I think the pictures speak for themselves.


----------



## Kay Armstrong (Jun 28, 2015)

Although I only read the lead in to the article...mostly because I don't have the stomach for this kind of treatment....I can't imagine why states would make disclosure a crime. What is this world coming to?


----------



## Reiningcatsanddogs (Oct 9, 2014)

Someone gets hired to do some work on your property and catches you lunging a difficult/dangerous horse using a whip (there was a C.A. video on this site not that long ago that elicited some calls of abuse) instead of turning you in to the proper authorities for an investigation, they post it up on youtube skillfully narrated and edited with a by-line that makes you sound and appear to be an animal abuser.
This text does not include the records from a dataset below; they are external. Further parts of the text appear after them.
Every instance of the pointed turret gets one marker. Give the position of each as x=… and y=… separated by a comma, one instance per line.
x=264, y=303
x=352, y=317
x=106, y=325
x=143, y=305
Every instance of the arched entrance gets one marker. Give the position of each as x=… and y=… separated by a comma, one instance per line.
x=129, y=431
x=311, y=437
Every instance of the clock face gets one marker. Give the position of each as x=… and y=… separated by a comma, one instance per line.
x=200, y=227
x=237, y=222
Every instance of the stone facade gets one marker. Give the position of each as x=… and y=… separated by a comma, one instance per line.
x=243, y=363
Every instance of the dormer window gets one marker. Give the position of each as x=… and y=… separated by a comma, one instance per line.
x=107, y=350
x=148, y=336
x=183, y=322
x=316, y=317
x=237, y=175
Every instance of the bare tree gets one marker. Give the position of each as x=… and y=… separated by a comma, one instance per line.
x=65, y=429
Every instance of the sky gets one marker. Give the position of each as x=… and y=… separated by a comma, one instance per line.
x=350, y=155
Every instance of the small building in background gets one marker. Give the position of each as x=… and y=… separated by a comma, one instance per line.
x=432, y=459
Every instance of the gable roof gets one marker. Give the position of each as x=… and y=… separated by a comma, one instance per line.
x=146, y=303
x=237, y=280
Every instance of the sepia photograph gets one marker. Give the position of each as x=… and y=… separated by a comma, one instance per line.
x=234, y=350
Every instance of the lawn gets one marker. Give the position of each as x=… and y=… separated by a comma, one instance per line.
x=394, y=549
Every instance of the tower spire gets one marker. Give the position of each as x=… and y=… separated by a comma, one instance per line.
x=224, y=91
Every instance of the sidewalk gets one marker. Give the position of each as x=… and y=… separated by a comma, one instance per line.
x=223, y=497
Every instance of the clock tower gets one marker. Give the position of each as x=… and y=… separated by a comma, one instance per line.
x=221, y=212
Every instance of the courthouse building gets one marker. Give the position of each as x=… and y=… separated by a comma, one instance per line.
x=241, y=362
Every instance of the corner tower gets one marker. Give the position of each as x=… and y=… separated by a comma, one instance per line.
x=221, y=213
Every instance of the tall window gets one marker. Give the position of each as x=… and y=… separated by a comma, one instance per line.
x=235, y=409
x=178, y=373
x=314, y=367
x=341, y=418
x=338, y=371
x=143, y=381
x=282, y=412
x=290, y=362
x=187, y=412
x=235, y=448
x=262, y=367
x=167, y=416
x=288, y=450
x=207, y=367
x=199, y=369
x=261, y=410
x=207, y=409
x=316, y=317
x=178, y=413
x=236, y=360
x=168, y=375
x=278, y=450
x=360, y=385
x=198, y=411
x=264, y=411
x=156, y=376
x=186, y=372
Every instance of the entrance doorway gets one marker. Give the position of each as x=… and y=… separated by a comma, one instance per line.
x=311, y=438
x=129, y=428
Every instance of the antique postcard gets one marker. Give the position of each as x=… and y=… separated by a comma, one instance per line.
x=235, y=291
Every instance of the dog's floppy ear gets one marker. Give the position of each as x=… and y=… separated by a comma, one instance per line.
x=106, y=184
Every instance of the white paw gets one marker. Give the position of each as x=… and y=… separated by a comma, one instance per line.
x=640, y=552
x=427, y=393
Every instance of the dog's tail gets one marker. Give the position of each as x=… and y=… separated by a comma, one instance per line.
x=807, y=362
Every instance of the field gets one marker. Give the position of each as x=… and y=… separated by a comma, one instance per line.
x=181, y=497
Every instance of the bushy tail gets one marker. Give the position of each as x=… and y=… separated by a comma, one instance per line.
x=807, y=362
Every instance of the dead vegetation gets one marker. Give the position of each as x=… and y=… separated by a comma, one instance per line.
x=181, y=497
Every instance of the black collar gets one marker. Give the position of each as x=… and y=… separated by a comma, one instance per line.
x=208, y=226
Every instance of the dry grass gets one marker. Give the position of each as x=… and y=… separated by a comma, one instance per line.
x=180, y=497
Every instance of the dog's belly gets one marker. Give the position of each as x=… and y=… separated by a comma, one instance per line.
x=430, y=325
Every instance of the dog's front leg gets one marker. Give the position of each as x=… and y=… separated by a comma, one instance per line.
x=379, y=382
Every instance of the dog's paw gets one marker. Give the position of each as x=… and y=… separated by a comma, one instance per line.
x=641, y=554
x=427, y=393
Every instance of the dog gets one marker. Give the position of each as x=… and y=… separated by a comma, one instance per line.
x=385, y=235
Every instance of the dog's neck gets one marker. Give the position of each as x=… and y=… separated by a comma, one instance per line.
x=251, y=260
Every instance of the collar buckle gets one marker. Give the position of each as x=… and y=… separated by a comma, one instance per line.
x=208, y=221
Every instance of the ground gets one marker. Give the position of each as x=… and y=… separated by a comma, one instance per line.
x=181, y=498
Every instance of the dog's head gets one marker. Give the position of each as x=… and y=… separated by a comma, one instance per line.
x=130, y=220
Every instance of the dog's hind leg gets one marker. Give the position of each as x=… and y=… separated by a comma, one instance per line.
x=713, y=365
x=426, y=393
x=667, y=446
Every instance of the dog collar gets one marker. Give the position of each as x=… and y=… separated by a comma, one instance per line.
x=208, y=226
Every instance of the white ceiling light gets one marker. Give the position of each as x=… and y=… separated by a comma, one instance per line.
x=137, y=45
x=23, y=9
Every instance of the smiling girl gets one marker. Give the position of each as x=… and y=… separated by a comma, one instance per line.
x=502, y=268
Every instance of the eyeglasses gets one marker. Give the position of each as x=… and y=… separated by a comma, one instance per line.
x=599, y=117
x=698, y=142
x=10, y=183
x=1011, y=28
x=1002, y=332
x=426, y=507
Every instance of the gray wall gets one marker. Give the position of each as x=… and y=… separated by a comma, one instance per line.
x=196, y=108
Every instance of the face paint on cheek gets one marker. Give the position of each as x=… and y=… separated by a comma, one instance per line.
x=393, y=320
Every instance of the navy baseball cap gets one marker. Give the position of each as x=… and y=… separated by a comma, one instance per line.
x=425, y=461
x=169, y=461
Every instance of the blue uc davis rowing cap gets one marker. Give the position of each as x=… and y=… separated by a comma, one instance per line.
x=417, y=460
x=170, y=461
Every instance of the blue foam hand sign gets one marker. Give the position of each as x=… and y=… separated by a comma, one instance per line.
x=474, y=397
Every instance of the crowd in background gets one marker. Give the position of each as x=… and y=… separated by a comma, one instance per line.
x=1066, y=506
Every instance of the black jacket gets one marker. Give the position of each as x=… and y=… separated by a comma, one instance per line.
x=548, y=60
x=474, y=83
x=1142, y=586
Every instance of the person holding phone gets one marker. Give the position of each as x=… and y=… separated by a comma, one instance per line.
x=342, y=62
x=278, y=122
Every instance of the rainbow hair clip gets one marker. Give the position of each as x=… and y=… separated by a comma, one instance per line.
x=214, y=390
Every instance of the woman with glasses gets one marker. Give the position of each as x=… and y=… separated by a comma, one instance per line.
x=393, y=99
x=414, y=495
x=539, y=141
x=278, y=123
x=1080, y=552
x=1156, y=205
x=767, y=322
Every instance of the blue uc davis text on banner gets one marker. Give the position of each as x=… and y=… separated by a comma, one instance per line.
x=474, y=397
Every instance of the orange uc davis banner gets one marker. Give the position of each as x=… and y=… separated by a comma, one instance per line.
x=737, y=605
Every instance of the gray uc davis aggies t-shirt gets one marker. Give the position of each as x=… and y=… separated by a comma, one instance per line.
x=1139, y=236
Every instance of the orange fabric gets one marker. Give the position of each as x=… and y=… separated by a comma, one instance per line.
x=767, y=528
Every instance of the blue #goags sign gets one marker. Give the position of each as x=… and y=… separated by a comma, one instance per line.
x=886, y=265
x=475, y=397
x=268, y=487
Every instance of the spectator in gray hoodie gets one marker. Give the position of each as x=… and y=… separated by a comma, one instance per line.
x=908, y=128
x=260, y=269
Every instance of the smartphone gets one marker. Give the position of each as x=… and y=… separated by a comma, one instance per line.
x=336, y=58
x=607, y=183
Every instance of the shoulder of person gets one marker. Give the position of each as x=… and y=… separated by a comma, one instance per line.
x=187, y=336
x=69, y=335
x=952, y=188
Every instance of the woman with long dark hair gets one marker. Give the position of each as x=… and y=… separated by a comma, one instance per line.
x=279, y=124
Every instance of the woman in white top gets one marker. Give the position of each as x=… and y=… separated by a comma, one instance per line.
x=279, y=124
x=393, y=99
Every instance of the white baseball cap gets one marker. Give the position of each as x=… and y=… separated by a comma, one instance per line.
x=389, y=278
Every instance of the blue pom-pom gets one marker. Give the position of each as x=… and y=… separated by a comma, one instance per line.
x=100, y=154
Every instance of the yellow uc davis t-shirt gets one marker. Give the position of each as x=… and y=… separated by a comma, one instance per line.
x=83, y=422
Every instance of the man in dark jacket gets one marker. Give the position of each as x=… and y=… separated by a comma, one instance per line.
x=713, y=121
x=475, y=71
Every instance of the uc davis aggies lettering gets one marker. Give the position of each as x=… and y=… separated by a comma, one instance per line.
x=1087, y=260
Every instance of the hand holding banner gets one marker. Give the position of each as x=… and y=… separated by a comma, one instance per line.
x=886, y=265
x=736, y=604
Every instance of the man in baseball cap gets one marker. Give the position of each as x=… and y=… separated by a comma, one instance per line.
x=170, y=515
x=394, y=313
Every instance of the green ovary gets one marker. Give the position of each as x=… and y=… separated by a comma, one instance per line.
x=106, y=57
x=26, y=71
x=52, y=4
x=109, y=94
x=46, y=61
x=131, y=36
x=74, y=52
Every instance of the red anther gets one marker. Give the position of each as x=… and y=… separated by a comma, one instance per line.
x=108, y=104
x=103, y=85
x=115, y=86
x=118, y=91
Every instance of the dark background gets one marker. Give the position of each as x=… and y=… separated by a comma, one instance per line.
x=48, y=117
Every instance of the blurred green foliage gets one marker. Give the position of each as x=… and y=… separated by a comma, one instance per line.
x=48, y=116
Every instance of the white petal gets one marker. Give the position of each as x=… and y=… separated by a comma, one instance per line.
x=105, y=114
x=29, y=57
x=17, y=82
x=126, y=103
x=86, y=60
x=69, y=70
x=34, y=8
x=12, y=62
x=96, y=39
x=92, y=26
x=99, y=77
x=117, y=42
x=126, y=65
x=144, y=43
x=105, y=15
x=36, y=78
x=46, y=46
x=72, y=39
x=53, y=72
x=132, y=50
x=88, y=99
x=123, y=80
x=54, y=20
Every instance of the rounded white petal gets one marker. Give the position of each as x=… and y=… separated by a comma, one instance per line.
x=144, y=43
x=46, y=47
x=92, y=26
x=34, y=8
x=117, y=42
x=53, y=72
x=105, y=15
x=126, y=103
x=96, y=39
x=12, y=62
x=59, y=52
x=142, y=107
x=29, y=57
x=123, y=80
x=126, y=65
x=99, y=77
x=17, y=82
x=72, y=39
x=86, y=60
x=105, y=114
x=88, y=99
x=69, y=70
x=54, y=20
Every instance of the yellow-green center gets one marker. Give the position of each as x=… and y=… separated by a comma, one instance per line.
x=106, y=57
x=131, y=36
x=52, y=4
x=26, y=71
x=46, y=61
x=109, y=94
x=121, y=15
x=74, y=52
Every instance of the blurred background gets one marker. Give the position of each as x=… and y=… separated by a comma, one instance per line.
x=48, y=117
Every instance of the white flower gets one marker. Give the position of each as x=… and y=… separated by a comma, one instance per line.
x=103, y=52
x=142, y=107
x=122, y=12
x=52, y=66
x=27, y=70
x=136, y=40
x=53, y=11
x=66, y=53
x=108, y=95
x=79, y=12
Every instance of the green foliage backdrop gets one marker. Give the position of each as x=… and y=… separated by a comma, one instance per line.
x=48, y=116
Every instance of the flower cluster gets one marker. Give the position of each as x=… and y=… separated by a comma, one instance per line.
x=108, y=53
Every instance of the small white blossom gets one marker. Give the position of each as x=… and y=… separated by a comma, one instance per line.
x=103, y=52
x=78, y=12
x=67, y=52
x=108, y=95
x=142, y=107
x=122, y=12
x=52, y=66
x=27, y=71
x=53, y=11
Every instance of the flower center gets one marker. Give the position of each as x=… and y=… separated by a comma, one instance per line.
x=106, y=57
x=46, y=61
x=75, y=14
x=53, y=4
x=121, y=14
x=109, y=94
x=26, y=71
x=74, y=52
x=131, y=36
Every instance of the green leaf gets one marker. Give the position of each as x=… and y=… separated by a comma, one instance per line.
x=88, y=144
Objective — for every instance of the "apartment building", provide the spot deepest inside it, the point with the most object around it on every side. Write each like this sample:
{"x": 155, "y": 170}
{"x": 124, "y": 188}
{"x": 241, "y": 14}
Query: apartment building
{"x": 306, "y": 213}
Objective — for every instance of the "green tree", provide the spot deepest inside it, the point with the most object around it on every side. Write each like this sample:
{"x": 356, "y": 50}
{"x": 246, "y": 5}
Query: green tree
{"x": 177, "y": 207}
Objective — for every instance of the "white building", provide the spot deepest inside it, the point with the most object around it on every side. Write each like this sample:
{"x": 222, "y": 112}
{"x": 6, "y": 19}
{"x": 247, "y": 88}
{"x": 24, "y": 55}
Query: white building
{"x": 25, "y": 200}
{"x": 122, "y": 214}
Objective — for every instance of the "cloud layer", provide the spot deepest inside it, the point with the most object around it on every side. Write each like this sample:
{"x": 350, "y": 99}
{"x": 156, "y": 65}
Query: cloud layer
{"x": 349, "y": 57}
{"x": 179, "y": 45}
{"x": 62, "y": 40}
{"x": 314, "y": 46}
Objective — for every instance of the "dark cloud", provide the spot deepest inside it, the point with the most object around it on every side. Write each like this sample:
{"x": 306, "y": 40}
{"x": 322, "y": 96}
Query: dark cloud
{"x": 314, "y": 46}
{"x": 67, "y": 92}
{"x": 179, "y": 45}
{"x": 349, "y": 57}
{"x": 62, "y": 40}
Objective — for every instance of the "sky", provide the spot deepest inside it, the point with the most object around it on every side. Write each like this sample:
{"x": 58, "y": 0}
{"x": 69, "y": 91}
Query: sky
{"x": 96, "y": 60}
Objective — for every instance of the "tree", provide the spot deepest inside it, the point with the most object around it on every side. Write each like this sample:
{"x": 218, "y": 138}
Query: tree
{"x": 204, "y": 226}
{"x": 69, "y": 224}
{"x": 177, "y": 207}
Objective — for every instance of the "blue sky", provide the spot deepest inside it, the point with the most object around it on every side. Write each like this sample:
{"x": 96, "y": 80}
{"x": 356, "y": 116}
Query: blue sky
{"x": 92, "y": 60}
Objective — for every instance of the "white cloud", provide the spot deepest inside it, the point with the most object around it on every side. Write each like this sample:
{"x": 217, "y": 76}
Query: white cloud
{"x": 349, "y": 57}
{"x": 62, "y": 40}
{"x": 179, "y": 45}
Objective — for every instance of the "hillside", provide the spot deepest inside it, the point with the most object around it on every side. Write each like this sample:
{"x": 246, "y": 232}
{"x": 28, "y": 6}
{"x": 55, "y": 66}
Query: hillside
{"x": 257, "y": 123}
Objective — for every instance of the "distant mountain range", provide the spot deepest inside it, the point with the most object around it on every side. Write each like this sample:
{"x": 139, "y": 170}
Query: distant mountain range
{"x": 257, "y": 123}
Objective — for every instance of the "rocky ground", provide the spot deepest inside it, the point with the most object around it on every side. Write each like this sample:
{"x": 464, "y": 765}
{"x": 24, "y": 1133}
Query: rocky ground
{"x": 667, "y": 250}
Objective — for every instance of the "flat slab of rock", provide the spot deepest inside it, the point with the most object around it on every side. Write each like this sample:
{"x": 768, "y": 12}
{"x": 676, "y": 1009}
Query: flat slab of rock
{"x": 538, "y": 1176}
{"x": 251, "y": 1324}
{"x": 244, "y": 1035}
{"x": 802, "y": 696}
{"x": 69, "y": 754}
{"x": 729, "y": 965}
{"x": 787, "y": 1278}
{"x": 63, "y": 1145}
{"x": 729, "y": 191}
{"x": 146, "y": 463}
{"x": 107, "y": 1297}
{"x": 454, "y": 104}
Keep in mind, some people see the use of bits as abusive.

Your neighbors see it, your friends see it, your employer sees it. That is a trial in the court of public opinion with no opportunity to be found innocent by a jury of your peers. Not everyone has the pocketbook to hire a lawyer suitable to go up against some of the bigger groups to sue for libel/slander. 

Does abuse happen? Absolutely. I own 4 out of 5 horses that are a living testament to that. 

While I would like to see abusers never own another animal and do some hard jail time, I also don't want to see people unfairly ripped apart without an equal opportunity to defend their actions. 

I am not saying this type of legislation is a good means of going about balancing it out, but simply that there must be a way found to protect both parties and I think this is attempt to do so by bringing the trial out of the realm of social media and back into the courts.


----------



## lostastirrup (Jan 6, 2015)

I think condition of animals is pretty cut and dry so I would not object to that sort of documentation, however I can see where training could be misconstrued due to an uneducated eye and a particularly beastly horse on a 'comin to jesus' day.


----------



## Saddlebag (Jan 17, 2011)

When we had a local SPCA, the inspector would visit the farm and issue an order to comply, all in writing. There would also be a return date, usually a month, to see if the owner had complied. If not, the animals would be seized and the owner taken to court.


----------